Gibs is taking a cross-disciplinary approach. Instead of innovation, ethics, sustainability and strategic implementation being add-ons to finance and the other traditional subjects, now it’s the other way round. Finance, marketing and the rest must fit into the broader themes.

"There’s a strong focus on application," says Kleyn. "It’s no longer about teaching technical skills in isolation but about being able to implement them in a real leadership situation. It’s all very well being able to critique and identify a solution, but can you implement it?"

Stellenbosch’s Butler agrees. "Innovative thinking is only half the equation," he says. "Can you also execute it?" Their MBA is also evolving. "We want to turn out graduates able to make sense of the world around them. We want people able to think differently but also to accept others who think differently to them."

Seventeen business schools took part in market research for this edition of SA’s Top MBAs. They were:

• Gordon Institute of Business Science at the University of Pretoria;

• Henley Africa Business School;

• IIE MSA (formerly Monash);

• Management College of Southern Africa;

• Milpark Business School;

• Nelson Mandela University Business School;

• North-West University School of Business & Governance;

• Regent Business School;

• Regenesys Business School;

• Rhodes Business School;

• Turfloop Graduate School of Leadership at the University of Limpopo;

• Tshwane University of Technology Business School;

• University of Cape Town Graduate School of Business;

• University of the Free State Business School;

• Unisa Graduate School of Business Leadership;

• University of Stellenbosch Business School; and

• Wits Business School.

For the inside view, 1,210 graduates representing these schools gave us their views on the MBA programmes they participated in.
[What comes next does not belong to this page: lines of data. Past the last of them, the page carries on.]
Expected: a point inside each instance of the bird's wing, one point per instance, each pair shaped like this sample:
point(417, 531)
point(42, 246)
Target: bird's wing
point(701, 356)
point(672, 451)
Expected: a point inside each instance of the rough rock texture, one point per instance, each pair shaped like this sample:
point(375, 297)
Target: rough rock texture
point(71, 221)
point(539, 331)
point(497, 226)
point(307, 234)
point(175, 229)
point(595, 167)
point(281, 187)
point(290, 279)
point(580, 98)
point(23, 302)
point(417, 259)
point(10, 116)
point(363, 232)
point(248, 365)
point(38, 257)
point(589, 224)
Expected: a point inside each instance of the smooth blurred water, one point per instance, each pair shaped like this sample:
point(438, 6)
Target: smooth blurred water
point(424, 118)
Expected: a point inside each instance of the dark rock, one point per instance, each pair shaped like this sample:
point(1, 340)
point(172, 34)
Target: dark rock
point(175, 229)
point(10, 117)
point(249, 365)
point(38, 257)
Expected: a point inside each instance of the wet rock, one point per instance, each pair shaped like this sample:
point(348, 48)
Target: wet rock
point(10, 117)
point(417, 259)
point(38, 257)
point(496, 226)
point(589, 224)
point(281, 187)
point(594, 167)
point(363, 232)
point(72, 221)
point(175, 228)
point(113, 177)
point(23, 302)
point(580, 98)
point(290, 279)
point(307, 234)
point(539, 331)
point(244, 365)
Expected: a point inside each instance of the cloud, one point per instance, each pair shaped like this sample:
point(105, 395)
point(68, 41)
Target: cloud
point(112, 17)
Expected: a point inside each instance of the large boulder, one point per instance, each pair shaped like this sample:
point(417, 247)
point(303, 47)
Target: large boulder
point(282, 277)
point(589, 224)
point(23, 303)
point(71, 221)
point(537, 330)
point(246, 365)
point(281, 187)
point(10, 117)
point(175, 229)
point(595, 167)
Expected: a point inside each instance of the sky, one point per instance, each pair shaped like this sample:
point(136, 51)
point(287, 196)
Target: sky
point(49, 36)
Finally, 300 employers who sponsor or otherwise enable staff to undertake MBAs shared their opinions on business schools and the impact of MBA graduates on the workplace. Of these employers, which come from all over SA, 79% were from the private sector and 21% from the public sector or state-owned enterprises.

Market research was conducted by Lodestar Marketing Research, which provided all the tables for this Cover Story.